The Writings of Samuel Adams - Volume 4 eBook

This eBook from the Gutenberg Project consists of approximately 396 pages of information about The Writings of Samuel Adams.

Your Favors of 10th Decr & 7th Feb last were severally deliverd to me by Major Gibbs & Dr Town-send.  I am sometimes obligd to apologize for omitting to answer Letters in Season.  You, I am perswaded, will be ready to believe that necessary Avocations have prevented my writing to you, for there can be no Doubt in your Mind, of the Sincerity of my Professions of Esteem & Friendship.  The Present you sent me by Major Gibbs gratified me exceedingly.  I intend to transmit it to my Posterity, as a Specimen of Spartan Frugality in an American General Officer.  The Citizen & the Soldier are called to the Exercise of Self Denial and Patience, and to make the utmost Exertions in Support of the great Cause we are engagd in.  Providence has highly honord our Patriots & Heroes in calling them into Existence at a Time when there is an Object worthy their Views.  The Romans fought for Empire.  The Pride of that haughty People was to domineer over the rest of Mankind.  But this is not our Object.  We contend for the Liberty of our Country and the Rights of human Nature.  We hope to succeed in so righteous a Contest; and it is our Duty to acquire such Habits, and to cultivate in those who are to come after us such Principles and Manners as will perpetuate to our Country the Blessings which are purchasd with our Toils and Dangers.

I have been expecting your Confidential Letters under the Signature you proposd.  Pray let me hear of the Event of the Court Martial, and as many particulars as are expedient—­Complts to your Lady.

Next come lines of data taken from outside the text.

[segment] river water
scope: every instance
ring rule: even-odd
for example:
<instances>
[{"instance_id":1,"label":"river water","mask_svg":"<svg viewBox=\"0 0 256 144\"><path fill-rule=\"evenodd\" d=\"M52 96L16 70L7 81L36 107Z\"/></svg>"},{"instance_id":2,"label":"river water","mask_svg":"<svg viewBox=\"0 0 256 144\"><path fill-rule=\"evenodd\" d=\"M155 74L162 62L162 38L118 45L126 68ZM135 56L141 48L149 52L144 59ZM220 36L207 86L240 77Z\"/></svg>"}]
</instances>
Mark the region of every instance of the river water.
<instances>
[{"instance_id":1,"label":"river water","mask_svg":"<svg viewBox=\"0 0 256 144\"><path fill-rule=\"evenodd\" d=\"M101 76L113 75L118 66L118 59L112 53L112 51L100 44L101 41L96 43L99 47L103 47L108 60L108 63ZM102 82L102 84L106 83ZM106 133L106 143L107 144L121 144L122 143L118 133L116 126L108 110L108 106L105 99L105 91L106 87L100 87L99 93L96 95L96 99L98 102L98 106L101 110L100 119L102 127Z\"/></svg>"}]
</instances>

[Historical Magazine, 1st ser., vol. i., pp. 260, 261.]

Boston, May 15th, 1782.

My dear sir,—­

The General Court was prorogu’d Friday, the tenth instant, previous to which on the same day the Govr sent the Impost Bill to the house of Representatives with his objections and reasons against it stated in form.  The house conceiving that the five days to which he was limited by the Constitution, had expired the preceding day, sent it back to him without reading the objections, as being in their opinion to all intent and purposes a law.  It seems the bill had been sent to the Governor on Saturday.  He excludes Sunday from the 5 days, in which the House differ in opinion.  This matter of difference which arises from an incidental circumstance, would have been avoided if his Excellency had thought it convenient to have sent the bill to the House a day sooner.  It is a subject of speculation among the political casuists.  But how will it affect the great public for whose benefit it was intended?  If the bill has become a law, how will it operate?  What will be the opinion of Congress concerning it under its present circumstances?  I wish to hear from you by return of this post.